New girl: "Uuuum we have a situation with Kristy."
Me: "I visited her tent last week. What happened?"
New Girl: "I'm standing here with the police, a rep from the mayor's office, and a bulldozer. They told her that if she doesn't clear out her stuff they're going to pull it all down."
Me: "I'm across town. Call Quinceara, he lives down the street and can intervene."
Quinceara is one of the best social workers in the city, a soft-spoken artist who I mentally tagged with that nickname due to the fact that on our first outreach gig together, his car trunk was full of drag costumes and he had to hurriedly shove everything aside to make room for soap and NarCan kits.
I had approached Q the week before about Kristy, a wizened, harmlessly crazy hippie who'd found me on Facebook and proceeded to tell me, in detail, how the local city councilwoman had gotten drunk and in her face one night, threatening to call the cops for trespassing. Kristy's camp was neat as a pin, on an abandoned lot between a park, a closed school, and a funeral home, and if she weren't vibrating with PTSD from years of seeing women killed on the street she'd probably be managing a scented candle shop in Myrtle Beach.
Me: "You are very visible here. If you moved a hundred yards into the trees, no one would see you."
Kristy: "I can't leave. God WANTS me in this spot."
I called Quinceara. Among his other noble qualities, Q has olive skin and a dark full beard, which means he gets mistaken for Jesus a LOT by the schizophrenic set, and will often frame his argument with, "My child, the Lord wants you to go into shelter." I don't think she was that batty, but some people are more receptive to men with accents and it couldn't hurt to try.
Back at my job, the women running the main office asked, "Are you Facebook friends with a homeless woman named Kristy?"
Me: "She's a client. Not in a good location either, apparently the city councilwoman got involved."
Office lady: "You mean councilwoman X?"
She turned the laptop around.
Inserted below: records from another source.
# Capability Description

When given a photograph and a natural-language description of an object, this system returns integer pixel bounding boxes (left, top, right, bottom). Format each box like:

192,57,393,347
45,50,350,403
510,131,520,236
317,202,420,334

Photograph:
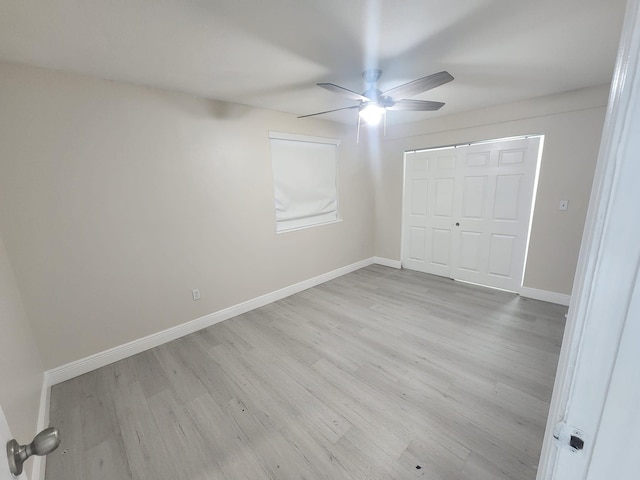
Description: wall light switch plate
192,289,200,301
559,200,569,211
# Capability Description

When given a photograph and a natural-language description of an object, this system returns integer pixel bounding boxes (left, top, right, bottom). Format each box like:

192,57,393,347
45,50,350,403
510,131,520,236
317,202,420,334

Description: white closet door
402,148,458,276
402,137,540,292
451,137,540,291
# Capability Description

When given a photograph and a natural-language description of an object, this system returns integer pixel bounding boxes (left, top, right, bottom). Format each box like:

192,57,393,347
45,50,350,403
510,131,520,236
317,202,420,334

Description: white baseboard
373,257,402,269
46,257,375,386
520,286,571,306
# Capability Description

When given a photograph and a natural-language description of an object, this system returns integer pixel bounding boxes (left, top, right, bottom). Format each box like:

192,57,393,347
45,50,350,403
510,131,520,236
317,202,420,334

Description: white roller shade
270,133,339,232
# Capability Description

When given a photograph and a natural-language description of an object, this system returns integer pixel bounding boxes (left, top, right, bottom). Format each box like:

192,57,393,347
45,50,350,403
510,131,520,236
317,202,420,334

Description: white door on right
403,136,541,292
451,137,540,291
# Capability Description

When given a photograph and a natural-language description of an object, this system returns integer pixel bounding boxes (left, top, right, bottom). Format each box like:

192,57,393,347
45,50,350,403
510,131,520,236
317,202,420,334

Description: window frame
269,131,341,234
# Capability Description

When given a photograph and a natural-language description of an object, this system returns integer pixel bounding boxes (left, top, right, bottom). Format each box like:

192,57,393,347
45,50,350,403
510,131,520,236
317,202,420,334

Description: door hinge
553,422,585,453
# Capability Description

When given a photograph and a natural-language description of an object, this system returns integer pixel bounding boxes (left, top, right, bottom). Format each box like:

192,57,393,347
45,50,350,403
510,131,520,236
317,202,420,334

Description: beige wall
0,229,43,475
0,58,607,376
0,62,373,369
369,85,609,295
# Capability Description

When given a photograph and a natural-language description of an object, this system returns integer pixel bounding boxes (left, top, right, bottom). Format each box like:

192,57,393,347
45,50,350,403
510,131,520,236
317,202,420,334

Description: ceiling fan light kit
359,102,385,126
299,69,454,128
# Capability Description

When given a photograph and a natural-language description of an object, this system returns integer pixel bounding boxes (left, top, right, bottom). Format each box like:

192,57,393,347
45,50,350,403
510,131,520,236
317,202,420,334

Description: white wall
368,85,609,295
0,62,373,370
0,229,43,478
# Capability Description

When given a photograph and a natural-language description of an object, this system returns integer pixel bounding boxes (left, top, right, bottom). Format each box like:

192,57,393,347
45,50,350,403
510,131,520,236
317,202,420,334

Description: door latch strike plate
553,422,585,453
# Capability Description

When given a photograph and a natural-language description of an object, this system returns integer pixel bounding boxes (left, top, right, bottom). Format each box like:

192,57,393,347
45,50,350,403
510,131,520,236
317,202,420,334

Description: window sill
276,218,343,234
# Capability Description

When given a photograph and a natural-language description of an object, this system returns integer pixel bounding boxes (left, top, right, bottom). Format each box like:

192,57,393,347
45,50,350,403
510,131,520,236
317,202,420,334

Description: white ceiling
0,0,628,125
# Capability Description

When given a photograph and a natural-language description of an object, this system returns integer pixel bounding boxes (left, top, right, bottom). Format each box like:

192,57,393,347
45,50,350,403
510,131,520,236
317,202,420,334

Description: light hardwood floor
46,265,566,480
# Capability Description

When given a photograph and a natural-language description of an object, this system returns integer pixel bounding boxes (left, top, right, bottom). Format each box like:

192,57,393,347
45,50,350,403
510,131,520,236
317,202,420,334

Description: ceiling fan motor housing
363,87,382,102
362,87,395,108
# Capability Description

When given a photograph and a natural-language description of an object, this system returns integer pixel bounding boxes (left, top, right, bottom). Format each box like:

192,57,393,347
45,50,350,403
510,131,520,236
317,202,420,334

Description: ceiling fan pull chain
384,109,387,136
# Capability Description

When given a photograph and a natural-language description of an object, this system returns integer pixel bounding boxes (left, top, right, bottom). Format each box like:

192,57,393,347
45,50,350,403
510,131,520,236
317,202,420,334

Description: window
269,132,340,232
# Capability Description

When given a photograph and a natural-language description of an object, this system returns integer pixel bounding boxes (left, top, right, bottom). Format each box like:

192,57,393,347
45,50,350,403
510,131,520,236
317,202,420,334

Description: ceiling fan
299,69,454,126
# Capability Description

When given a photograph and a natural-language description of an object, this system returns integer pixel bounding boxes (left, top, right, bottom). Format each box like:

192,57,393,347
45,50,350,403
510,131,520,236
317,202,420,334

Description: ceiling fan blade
387,99,445,111
382,71,454,100
318,83,370,101
298,105,360,118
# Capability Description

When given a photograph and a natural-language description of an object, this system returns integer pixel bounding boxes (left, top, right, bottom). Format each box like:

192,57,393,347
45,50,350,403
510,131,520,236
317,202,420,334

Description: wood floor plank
278,421,353,479
146,389,224,480
84,437,134,480
184,394,271,480
111,381,181,480
46,266,565,480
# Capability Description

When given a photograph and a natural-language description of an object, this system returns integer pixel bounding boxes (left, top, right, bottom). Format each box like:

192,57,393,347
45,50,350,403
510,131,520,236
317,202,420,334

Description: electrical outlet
192,289,200,301
559,200,569,211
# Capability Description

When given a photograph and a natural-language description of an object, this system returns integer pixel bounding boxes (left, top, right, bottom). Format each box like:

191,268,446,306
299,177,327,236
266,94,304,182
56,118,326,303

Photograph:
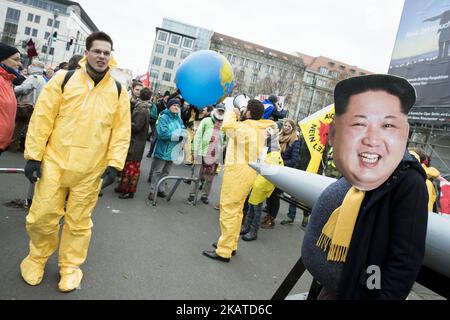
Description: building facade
209,32,305,117
0,0,98,68
147,18,213,94
293,52,372,122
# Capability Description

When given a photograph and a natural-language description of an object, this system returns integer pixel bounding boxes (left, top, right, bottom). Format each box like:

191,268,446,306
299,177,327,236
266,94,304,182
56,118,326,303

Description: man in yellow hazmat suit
202,99,276,262
21,31,131,292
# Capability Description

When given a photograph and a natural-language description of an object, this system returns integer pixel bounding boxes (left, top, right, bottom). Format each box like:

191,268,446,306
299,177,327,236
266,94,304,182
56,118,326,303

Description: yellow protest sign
299,104,335,173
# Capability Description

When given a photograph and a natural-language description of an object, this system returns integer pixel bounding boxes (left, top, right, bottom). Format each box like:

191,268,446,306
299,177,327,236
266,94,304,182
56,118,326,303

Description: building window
240,57,245,66
251,74,258,84
49,47,55,55
6,7,21,21
170,34,181,46
28,13,34,22
41,45,47,53
317,79,327,88
305,74,314,84
360,72,366,76
231,55,237,64
168,47,177,57
227,53,232,62
330,71,339,79
152,56,162,66
2,22,18,46
34,15,40,23
182,38,193,49
44,32,50,39
155,44,164,54
66,42,71,51
54,20,60,29
319,67,328,75
150,71,159,80
162,72,172,82
270,66,274,74
180,50,190,59
165,60,175,69
158,31,168,42
32,29,38,37
257,62,262,71
47,18,53,27
25,27,31,35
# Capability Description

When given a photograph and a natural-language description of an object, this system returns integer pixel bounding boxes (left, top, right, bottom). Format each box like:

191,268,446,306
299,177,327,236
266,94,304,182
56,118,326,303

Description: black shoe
302,216,309,228
240,225,249,235
118,193,134,199
200,196,209,204
212,242,236,256
188,195,195,203
202,250,230,262
157,191,166,198
241,227,258,241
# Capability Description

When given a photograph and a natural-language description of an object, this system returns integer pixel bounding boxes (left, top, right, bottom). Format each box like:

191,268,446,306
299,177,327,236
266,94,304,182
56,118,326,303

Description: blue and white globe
175,50,234,109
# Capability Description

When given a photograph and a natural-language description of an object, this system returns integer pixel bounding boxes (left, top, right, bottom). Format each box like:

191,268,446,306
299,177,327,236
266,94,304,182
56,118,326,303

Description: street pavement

Kristy had posted a long rambling video on our professional page, describing the councilwoman in her bathrobe and slippers with a bottle of Schlitz, barking at her at 1 a.m., and it would have sounded nuts if the politician in question wasn't already famous with her DUI record.
I called my husband, who had run against this woman for city council a few years back. "Check this out."
He laughed, and then covered his face. "I have to be very, very selective who I tell this too. Ooo hooo."
The office women and I watched the video over and over, trying to recognize any facial tics or other signs of meth addiction to see if we could refer her to rehab, but mostly to hear her monologue. We laughed wickedly and deleted the post.
Later, I saw a congratulatory post of Kristy with the caption "Going home!". I texted Q and he said he'd gotten her into a hotel.
Me: "What hotel? I thought the hotel program ran out of money."
Q: "It's a secret hotel."
Q: "It hasn't been officially announced. They have this hotel for homeless who need case management and qualify for housing."
Me: "Which agency is in charge of this?"
Q: "I don't know. The boss pulled strings."
Me: "Can I get my other guys into this hotel too?"
Q: "Only if they are about to be arrested."
It all came together. One of the nastier social workers downtown had bragged that she never had a problem getting homeless off the street because she only gave them three options: Go into shelter, walk away from the nice part of town, or go to jail, as if three days of incarceration held any kind of disincentive for this crew.
Kristy's "Going Home" photo was liked and retweeted for days, blonde, tan, exuberant, a stylish backpack over her shoulder as she climbed into a church van for the hotel. No one asked how she got there.